CERN Accelerating science

SFT participates for fifth year in Google's Summer of Code programme

by Lorenzo Moneta & Sandro Christian Wenzel

The CERN PH/SFT group has participated for the fifth consecutive year in the 2015 Google Summer of Code programme. 14 students have been funded by Google to work for 3 months during the summer on CERN open source software projects. The projects involved are related to ROOT, the Geant simulation frameworks and CERNVM, which are developed by the PH-SFT group, and SixTrack, a numerical accelerator simulation software, developed in the Beams department.

On the 1st of September the students presented their projects to their mentors and colleagues. The students connected through Vidyo to present their results and discuss the challenges that they faced along with some novel ideas for further extensions and developments. The developed software has been integrated into the respective project code repositories or made publicly available for further usage. Lorenzo Moneta and Sandro Wenzel, the local GSoC organizers from PH-SFT, started in February to collect ideas for potential projects from different group members who mentored the students throughout the period of GSoC.

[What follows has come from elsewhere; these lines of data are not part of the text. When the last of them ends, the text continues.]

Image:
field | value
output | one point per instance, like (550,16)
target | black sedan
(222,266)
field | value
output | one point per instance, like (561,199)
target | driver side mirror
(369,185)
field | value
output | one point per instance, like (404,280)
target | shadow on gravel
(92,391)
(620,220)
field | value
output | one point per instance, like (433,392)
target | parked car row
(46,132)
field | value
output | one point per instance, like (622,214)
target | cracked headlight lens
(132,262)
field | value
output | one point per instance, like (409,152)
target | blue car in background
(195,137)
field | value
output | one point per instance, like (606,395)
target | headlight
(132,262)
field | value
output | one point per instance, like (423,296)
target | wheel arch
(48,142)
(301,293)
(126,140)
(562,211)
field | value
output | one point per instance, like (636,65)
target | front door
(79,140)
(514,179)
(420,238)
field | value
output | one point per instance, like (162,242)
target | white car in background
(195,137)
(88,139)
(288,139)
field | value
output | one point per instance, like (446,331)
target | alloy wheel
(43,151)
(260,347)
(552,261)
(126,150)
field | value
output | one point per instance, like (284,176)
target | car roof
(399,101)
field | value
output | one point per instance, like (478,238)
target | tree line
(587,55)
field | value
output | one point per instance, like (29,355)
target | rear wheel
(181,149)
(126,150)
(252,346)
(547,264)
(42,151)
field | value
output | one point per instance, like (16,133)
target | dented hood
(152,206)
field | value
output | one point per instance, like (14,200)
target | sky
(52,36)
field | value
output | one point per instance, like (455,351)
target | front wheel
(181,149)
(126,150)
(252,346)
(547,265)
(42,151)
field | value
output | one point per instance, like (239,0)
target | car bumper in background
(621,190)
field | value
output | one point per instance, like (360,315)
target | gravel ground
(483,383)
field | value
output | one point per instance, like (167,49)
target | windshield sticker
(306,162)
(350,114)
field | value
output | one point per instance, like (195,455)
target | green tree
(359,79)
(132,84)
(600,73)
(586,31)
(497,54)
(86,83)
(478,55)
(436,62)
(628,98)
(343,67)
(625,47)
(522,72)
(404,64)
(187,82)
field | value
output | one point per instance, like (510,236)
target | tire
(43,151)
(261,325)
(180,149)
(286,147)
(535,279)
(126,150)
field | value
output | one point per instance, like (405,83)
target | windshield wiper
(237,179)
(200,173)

Four of this year projects were related to ROOT.  The first project was carried out by Omar Zapata, a Columbian student, working on integrating multi-variate statistical tools from the R software packages into ROOT. Using the ROOT-R interface code developed in the last year’s project, Omar has developed interfaces into the ROOT multi-variate library, TMVA, algorithms from R such as the decision trees from the C5O package, a neural network as well as supported vector machine algorithms. In addition, he has extended the project by improving directly the TMVA code and connected also to algorithms from the Python Scikit-Lear package. These very interesting extensions of ROOT MVA tools have been presented by him at the past ROOT workshop, which took place in Saas-Fee in mid September and they will also be shown to a wider community at the incoming Data Science workshop.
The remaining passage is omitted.